В модернистской парадигме рассуждения о романе можно считать общим местом: достаточно вспомнить эссе О. Мандельштама «Конец романа». Важно, что к мысли о конце романа В. Сорокин пришел с иных оснований, нежели его именитый предшественник, утверждавший: «Ныне европейцы выброшены из своих биографий. Человек без биографии не может быть тематическим стержнем романа, и роман, с другой стороны, немыслим без интереса к отдельной человеческой судьбе, – фабуле и всему, что ей сопутствует. Кроме того, интерес к психологической мотивировке. в корне подорван и дискредитирован наступившим бессилием психологических мотивов перед реальными силами, чья расправа с психологической мотивировкой час от часу становится более жестокой».

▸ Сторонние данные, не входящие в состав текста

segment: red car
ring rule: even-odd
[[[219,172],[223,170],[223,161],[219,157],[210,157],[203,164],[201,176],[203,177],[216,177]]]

Несколько иначе О. Мандельштам говорил о том же, о чем пишет В. Сорокин, – вторжении иррационального начала в рациональный мир европейского романа с его логически стройными фабулой и мотивировками, линейностью времени и целесообразностью исторического процесса, что обусловливает усложнение картины мира, с одной стороны, и редукцию человека – с другой.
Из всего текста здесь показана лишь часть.